Bis zur eigenen Gründung war es dann doch noch ein längerer Weg. „Ich konnte mir vieles vorstellen, als ich mit dem Studium fertig war", sagt Ortrud Battenberg. „Mit diesen Fächern ist man ja nicht auf ein Berufsbild festgelegt." Sie hätte z. B. Studierenden mit einem Einführungsbuch die Systemtheorie näher bringen oder die Forschung über Existenzgründungen vertiefen und mit einer Promotion abschließen können. Ihre Fähigkeit, komplexe Zusammenhänge zu erfassen und verständlich zu Papier zu bringen, ihre Lust am Formulieren und Schreiben lässt schließlich die Idee zur Selbstständigkeit wachsen. „Ich habe Freude daran, sortiert zu denken", sagt sie. Die Liebe zur Wissenschaft bewahrt sie sich als Lektorin wissenschaftlicher Texte, die Lust, komplexen Stoff lesbar zu machen, setzt sie als Texterin für Unternehmen und ihre Veröffentlichungen ebenso um wie für Familienchroniken oder Biografien. „Ich mache das, was ich mir zutraue. Und das wird immer mehr."
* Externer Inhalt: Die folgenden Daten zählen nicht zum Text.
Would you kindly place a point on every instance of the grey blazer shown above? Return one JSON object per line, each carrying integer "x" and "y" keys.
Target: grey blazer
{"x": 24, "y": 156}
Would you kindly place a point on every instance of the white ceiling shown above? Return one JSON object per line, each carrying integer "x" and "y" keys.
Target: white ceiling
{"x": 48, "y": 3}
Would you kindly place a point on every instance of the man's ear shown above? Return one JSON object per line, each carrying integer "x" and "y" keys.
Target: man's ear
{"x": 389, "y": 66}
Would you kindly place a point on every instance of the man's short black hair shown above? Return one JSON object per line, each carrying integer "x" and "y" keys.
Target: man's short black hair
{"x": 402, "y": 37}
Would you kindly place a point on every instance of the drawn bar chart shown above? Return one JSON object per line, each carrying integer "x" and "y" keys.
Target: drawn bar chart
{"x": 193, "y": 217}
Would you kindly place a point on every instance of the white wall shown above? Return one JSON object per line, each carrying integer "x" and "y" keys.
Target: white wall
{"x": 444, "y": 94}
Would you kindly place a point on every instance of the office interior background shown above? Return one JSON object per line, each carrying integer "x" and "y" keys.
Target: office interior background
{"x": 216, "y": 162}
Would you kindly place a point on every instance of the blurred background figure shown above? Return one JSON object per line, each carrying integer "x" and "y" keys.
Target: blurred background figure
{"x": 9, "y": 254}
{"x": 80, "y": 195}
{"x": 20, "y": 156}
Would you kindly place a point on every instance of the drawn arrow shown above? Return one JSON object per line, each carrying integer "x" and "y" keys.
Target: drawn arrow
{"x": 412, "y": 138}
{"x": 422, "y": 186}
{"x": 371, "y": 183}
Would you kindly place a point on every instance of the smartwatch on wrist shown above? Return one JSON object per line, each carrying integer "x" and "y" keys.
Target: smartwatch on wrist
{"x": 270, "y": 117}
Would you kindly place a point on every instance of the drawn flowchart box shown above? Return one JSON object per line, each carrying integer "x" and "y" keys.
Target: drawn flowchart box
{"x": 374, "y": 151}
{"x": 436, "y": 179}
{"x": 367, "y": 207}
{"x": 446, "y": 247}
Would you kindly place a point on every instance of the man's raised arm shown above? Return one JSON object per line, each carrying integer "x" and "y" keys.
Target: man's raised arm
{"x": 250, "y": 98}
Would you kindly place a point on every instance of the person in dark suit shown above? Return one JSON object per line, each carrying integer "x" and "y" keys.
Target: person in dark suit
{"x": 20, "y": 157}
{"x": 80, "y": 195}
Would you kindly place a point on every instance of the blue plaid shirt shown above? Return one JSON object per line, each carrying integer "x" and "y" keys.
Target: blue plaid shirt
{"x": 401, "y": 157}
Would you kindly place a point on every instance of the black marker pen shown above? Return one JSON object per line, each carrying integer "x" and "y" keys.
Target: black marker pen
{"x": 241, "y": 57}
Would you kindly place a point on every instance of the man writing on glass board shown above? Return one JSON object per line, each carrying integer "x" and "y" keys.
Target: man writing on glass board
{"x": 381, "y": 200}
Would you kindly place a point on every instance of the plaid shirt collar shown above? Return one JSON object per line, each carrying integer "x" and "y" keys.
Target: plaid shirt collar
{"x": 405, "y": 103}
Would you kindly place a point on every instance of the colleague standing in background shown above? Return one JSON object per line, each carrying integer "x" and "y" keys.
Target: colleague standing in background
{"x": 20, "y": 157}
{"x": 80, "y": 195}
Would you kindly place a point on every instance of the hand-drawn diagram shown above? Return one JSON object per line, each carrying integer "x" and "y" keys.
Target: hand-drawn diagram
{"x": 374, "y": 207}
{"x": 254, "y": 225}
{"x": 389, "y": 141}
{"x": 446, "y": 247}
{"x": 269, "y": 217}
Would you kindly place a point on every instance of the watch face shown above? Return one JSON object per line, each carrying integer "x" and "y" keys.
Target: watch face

Im Prozess der eigenen Existenzgründung begegnete Ortrud Battenberg vieles wieder, was sie schon in ihrer Forschungsarbeit ermittelt hatte: „Man braucht einen Berater, zu dem man Vertrauen haben kann. Ein gutes Netzwerk ist wichtig und der Rückhalt der Familie. Gegen die Familie oder das persönliche Umfeld zu gründen, ist schier unmöglich." Ihre Familie begleitet ihren Weg mit Spannung und Unterstützung. Alle drei Kinder studierten zeitweise gleichzeitig mit der Mutter. Dass Risiko sich niemals ausschalten lässt, war ein Ergebnis ihrer Studie. Ein anderes, dass das Umfeld viel wichtiger für den Erfolg ist als das geplante Zahlenwerk. Nicht zufällig verschwinden viele Businesspläne nach der Gründung allzu häufig in der Schublade. „Das ist auch mir passiert", lacht Ortrud Battenberg, „obwohl ich mir etwas anderes vorgenommen hatte." Die Bewerbung um den Unternehmerinnenbrief war da ein guter Anlass, ihn wieder hervorzuholen, zu überprüfen und erneut zu präsentieren. Mit Erfolg.